How to Write an Address Using Numeric Character References

Here's a short tutorial on writing addresses using numeric character references. You'll want an ASCII chart handy, because each character in your email address needs to be replaced with &#__; where the underscores represent the value of the character which you want to display. For instance, you can display the word fika like so because the ASCII values for f, i, k and a are 102, 105, 107 and 97 respectively:

   fika

If you don't feel like typing this in by hand, there are lots of utilities on the Web that will do it for you.

The Addresses

The spamtrap addresses were coded as below. You'll note that äcklig's address is coded using a mix of decimal and hexadecimal references mixed with ordinary ASCII. This was sloppy of me and may be a weakness in the experiment.

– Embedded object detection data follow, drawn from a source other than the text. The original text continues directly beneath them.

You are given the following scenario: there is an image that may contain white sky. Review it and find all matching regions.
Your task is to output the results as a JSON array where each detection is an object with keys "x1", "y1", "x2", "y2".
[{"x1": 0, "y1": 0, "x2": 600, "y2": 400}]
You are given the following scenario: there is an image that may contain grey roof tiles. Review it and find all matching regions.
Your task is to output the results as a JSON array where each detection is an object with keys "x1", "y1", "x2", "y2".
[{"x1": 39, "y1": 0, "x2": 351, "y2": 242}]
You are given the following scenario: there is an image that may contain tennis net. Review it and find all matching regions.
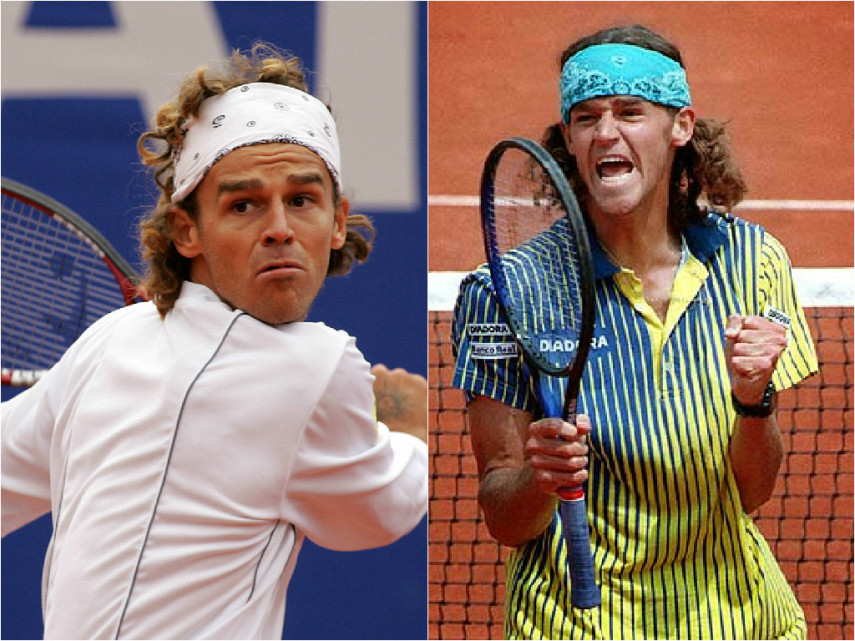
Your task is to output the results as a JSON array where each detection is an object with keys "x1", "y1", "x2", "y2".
[{"x1": 428, "y1": 269, "x2": 853, "y2": 639}]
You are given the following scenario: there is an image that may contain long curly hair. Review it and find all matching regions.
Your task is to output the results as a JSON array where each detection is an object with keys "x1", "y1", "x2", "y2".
[
  {"x1": 137, "y1": 42, "x2": 374, "y2": 316},
  {"x1": 542, "y1": 25, "x2": 747, "y2": 232}
]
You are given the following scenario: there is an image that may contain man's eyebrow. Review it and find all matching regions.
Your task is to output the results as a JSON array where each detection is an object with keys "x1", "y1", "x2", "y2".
[{"x1": 217, "y1": 178, "x2": 264, "y2": 196}]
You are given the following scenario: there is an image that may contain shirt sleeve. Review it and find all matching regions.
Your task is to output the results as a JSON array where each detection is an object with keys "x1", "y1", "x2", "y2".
[
  {"x1": 283, "y1": 339, "x2": 427, "y2": 551},
  {"x1": 0, "y1": 372, "x2": 55, "y2": 536},
  {"x1": 757, "y1": 233, "x2": 819, "y2": 390},
  {"x1": 451, "y1": 269, "x2": 538, "y2": 412}
]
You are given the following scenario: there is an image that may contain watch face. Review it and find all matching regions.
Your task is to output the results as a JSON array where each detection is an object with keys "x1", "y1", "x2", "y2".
[{"x1": 731, "y1": 382, "x2": 777, "y2": 418}]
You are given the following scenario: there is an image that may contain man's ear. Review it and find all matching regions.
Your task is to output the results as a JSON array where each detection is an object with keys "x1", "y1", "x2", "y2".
[
  {"x1": 671, "y1": 107, "x2": 695, "y2": 147},
  {"x1": 330, "y1": 198, "x2": 350, "y2": 249},
  {"x1": 169, "y1": 206, "x2": 202, "y2": 258}
]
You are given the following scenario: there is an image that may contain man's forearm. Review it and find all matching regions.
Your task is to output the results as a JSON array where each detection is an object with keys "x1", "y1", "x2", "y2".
[
  {"x1": 478, "y1": 467, "x2": 557, "y2": 547},
  {"x1": 730, "y1": 413, "x2": 784, "y2": 513}
]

Wrapped lines are indicated by ↵. Also, the domain name in this code has been changed to example.com.

<ul>
<li><a href="mailto:&#x61;&#x63;&#107;&#x6c;&#x69;g@   ↵
&#101;&#120;&#97;&#109;&#112;&#108;&#101;&#46;   ↵
&#99;&#111;&#109;">Ms. Acklig</a> doesn't read her
mail very often.</li>
<li><a href="mailto:fika@example.com">Mr. Fika</a>  doesn't
read his mail very often.</li>
<li>
   <script type="text/javascript">
    var s = "<a href='mailto:";
    var a = [107, 111, 110, 115, 116, 105, 103, 64, 101, 120, ↵
97, 109, 112, 108, 101, 46, 99, 111, 109];

    for (var i = 0; i < a.length; i++)
       s += String.fromCharCode(a[i]);

    s += "'>Mr. Konstig<\/a> doesn't read his mail very often.";

    document.write(s);

    </script>
</li>
</ul>

Protecting Addresses with Javascript -- A Better Implementation

One must be mindful of those who browse with JavaScript disabled. (Like myself – thank you NoScript!) Page authors must provide them with a method of contact that doesn't rely on JavaScript. An email form is the obvious solution, but it requires a little server-side programming which isn't an option for everyone. And would-be server script writers should be aware that improperly written mail form scripts can be exploited by spammers via SMTP header injection, so be careful!

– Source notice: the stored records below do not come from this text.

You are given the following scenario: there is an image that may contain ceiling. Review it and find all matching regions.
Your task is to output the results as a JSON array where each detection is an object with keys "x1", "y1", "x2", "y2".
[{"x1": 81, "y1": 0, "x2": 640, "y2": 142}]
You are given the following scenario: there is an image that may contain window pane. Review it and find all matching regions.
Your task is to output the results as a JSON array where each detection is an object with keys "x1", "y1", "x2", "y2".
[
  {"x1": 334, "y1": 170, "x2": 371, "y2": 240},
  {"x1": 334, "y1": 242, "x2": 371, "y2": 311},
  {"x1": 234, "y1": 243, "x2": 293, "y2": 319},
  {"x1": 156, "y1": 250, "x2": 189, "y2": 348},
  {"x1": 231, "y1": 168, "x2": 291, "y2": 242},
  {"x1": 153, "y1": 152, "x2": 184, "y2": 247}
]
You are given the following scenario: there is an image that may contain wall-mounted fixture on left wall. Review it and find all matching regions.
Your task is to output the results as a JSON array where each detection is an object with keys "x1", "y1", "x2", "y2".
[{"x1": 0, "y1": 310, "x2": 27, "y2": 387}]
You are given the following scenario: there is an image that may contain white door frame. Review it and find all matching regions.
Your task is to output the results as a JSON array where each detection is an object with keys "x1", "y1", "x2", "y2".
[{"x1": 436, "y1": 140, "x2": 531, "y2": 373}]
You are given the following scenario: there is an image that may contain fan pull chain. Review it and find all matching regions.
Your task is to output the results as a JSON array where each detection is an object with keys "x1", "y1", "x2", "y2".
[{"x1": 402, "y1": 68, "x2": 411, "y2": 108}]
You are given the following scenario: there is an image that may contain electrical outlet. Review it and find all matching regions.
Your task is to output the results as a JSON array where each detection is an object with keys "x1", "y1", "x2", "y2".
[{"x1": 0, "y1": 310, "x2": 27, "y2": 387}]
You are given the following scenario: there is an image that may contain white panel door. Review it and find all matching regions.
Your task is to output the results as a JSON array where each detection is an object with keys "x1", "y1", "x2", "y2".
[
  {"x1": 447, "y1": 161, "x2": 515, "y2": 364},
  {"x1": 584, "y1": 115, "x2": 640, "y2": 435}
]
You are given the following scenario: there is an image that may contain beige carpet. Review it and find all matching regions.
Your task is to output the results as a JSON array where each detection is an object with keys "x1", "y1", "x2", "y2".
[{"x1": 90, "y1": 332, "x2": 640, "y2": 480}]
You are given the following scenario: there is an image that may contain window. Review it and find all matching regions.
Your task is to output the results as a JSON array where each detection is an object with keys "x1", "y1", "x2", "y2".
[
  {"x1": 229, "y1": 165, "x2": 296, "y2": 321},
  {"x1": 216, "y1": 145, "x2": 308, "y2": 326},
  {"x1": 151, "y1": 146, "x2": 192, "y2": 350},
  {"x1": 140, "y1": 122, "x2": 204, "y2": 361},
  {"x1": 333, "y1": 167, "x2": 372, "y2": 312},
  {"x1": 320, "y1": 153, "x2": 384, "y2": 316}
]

A technique that's worked quite well for me is to provide one option for those that have JavaScript enabled and another for those that don't. When providing both script-enabled and scriptless content, the obvious path to take is to use <script> and <noscript> blocks. But there's a less cumbersome path, which is to write one's page assuming JavaScript is not enabled, and then include a script that makes the changes you want for the script-enabled version. So I would write all of my contact links with a link to my email form, like so:
...please <a name="contact" href="/contact.html">email me</a>...

At the bottom of each page, I'd then include JavaScript which finds each element in the page with a name of "contact" and sets the href attribute to my email address. I'd include this script at the end of the page to ensure that all of the elements that I want to change have been created when the script runs.